In many abusive homes there will be the abuser and the faciliator, each feeding off the other in some twisted way, trying to meet some need at the expense of their children.

It's a reflection on them and not you, although that is cold comfort when she choses to abandon you with such heartless statements, and yes it really hurts to wake up to the truth, and see the cold hard facts about someone we love.

It helped to me to accept that the abuse wasn't something I caused, and to see the truth about my parents, rather than the lies they fed me as a child. It enabled me to move to protect myself and stop the abuse from continuing, and gave me the strength to remove them from my life.

Seeing the truth was empowering, hurtful, and validating all at the same time.

It takes time to reframe the truth, and it really hurts when we are rejected and abandoned by someone who is meant to protect and care for us.
 
I want to throw my arms around all of you and say thank you a thousand times for your ongoing support. I cannot begin to tell you how much I need it...seemingly more all the time.

When I started therapy in the fall, I thought I'd be "done" by the new year. In January, I thought I'd be fine by Spring. As Spring progressed and the flashbacks and memories kept getting worse, I guess I started to realize that I actually have a big problem and need to keep practicing all these strategies I'm learning to try to cope with it. The hardest strategy of all is reaching out and trying to build a network of support for myself...people I can lean on pretty heavily until I can process all this chaos that has overtaken my inner life. This is so hard because I assume that nobody wants to hear about any of this stuff, and I don't want to be a burden to anyone. I'm trying to change that thinking, but it is very hard. I do wish that more and more stuff didn't keep exploding to the surface. Every time I think I'm getting a handle on things, I get thrown for another loop--either with another piece of memory, or something external like what my mother said to me.

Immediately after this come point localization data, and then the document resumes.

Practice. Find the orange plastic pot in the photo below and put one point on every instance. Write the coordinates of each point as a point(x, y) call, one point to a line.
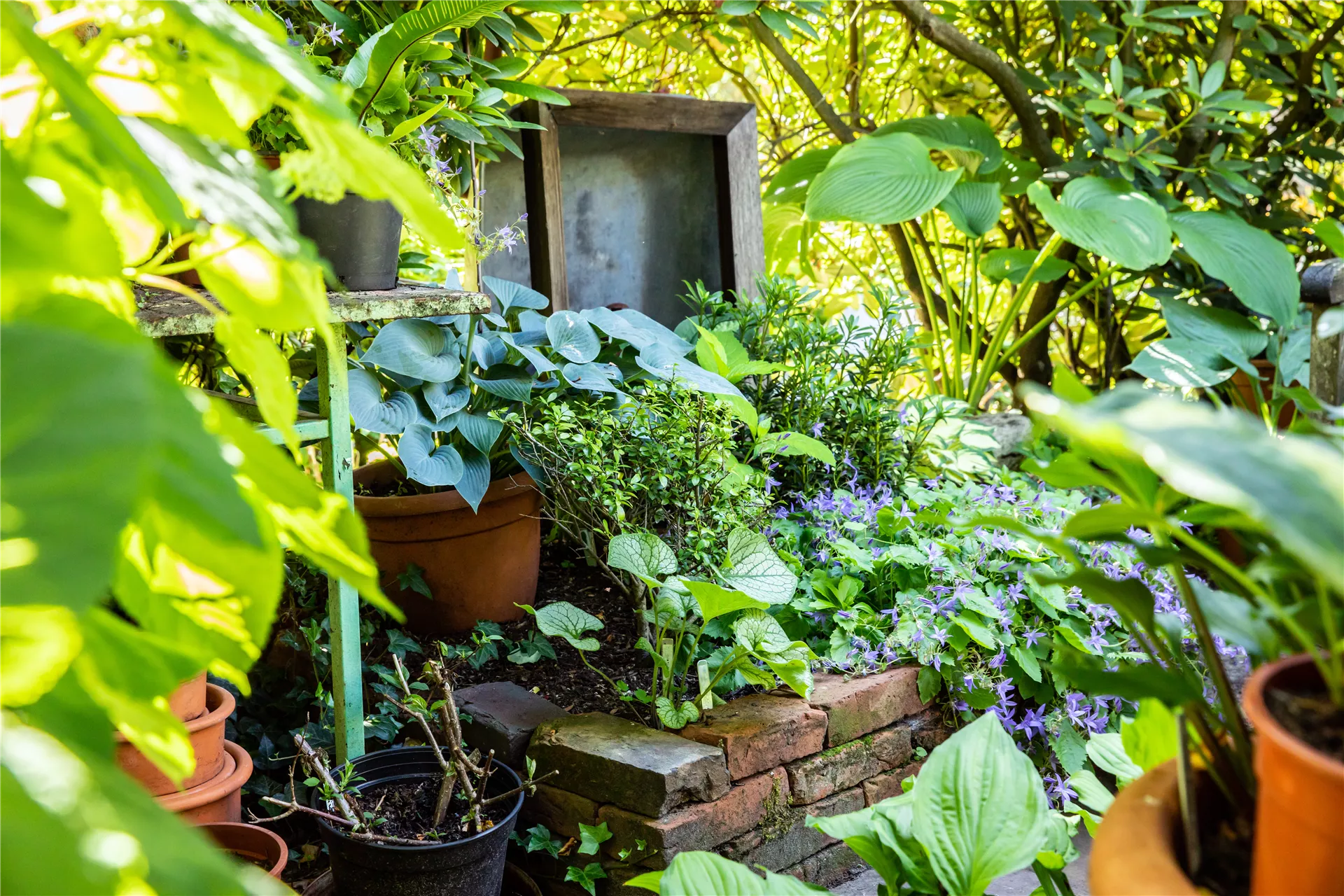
point(477, 566)
point(218, 798)
point(1135, 852)
point(1300, 806)
point(207, 742)
point(251, 843)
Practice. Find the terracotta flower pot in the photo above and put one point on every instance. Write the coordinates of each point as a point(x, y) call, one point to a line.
point(188, 700)
point(1300, 806)
point(251, 843)
point(207, 742)
point(1135, 852)
point(218, 798)
point(477, 566)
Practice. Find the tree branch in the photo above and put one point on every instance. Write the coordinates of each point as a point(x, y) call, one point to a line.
point(1009, 85)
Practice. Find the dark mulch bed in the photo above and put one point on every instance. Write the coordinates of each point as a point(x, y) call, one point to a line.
point(566, 681)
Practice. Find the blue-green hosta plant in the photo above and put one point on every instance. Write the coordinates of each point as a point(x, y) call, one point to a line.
point(706, 636)
point(976, 812)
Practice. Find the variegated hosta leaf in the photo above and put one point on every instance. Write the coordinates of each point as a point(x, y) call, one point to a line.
point(371, 413)
point(444, 400)
point(414, 348)
point(425, 463)
point(573, 337)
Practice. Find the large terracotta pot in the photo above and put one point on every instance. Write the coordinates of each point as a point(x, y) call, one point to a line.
point(477, 566)
point(207, 742)
point(251, 843)
point(1300, 806)
point(218, 798)
point(1135, 849)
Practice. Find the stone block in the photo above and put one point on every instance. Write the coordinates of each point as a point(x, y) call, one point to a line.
point(696, 827)
point(615, 761)
point(858, 706)
point(503, 719)
point(780, 844)
point(761, 731)
point(888, 783)
point(559, 811)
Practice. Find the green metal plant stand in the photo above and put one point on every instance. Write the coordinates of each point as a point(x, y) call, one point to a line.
point(167, 314)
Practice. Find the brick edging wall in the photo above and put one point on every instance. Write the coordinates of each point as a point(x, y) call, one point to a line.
point(741, 782)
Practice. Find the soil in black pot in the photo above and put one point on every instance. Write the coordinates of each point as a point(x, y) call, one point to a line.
point(406, 811)
point(1310, 716)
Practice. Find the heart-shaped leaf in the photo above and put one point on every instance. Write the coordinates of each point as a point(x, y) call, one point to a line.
point(666, 365)
point(879, 181)
point(974, 207)
point(1184, 363)
point(1256, 266)
point(755, 568)
point(476, 476)
point(371, 413)
point(480, 430)
point(515, 295)
point(414, 348)
point(676, 716)
point(425, 463)
point(968, 141)
point(980, 808)
point(444, 400)
point(562, 620)
point(1014, 264)
point(641, 554)
point(573, 337)
point(1108, 218)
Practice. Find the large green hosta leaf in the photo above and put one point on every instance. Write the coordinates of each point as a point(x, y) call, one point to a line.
point(980, 808)
point(1108, 218)
point(879, 181)
point(1254, 265)
point(379, 65)
point(968, 141)
point(414, 348)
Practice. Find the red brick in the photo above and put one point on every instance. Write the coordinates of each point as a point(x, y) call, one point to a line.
point(761, 731)
point(558, 809)
point(699, 825)
point(858, 706)
point(834, 770)
point(889, 783)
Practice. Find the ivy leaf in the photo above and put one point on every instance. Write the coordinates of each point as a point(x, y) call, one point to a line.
point(562, 620)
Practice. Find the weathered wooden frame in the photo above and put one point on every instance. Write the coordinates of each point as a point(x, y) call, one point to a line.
point(737, 172)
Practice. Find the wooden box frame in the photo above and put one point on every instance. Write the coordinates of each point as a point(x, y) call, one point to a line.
point(737, 171)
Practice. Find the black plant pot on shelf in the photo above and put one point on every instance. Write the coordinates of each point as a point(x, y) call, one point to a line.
point(359, 237)
point(470, 867)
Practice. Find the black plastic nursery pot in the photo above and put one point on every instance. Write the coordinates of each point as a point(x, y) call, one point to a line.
point(359, 237)
point(470, 867)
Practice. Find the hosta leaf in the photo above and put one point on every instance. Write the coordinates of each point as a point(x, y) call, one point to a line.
point(444, 400)
point(425, 463)
point(666, 365)
point(511, 295)
point(1014, 264)
point(1183, 362)
point(1254, 265)
point(641, 554)
point(980, 808)
point(968, 141)
point(562, 620)
point(676, 716)
point(755, 568)
point(974, 207)
point(879, 181)
point(414, 348)
point(1108, 218)
point(371, 413)
point(573, 337)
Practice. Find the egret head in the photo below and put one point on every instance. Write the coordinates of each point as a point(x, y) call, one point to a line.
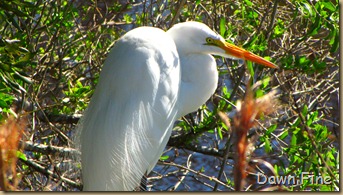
point(195, 37)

I wish I understood better why her comment hit me so hard. Although it is the first time she has ever been so bluntly direct with me (not cloaking comments or behaviors with "it's for your own good," or "I'm only telling you this because I love you," or "You know I'm just kidding," etc. ), it's not as if the hurtfulness is particularly new. When she said it, my initial reaction was to excuse it and forget it, as I have so many things for so many years. Perhaps it is because of all the work I've been doing to be present in my body and try to feel my emotions, the poisonous truth of it penetrated me and I became fully conscious of it. It was like the slow-motion experience of after you realize you've hurt yourself badly, but the pain doesn't kick in simultaneously...there's a moment of denial and disbelief. I guess I've been stuck in the denial and disbelief moment for my whole life until now. Now it is all coming out...sometimes exploding, sometimes a slow seeping out. And I feel like all I have is a box of band-aids to cope with the devastation.

I slowly came to realize how utterly bizarre my childhood was...NONE of it was my imagination, heck, half of it I still have yet to remember!
I empathize totally. Every day seems to bring some new bizarre memory that I find hard to believe. I feel like I was brainwashed and it has taken 50 years to start to emerge from it. I think I've known since I was a teen that both my parents were mentally ill, but I couldn't have explained it. I'm only now beginning to understand how severely ill they were/are (father is dead now). It does help to recognize that.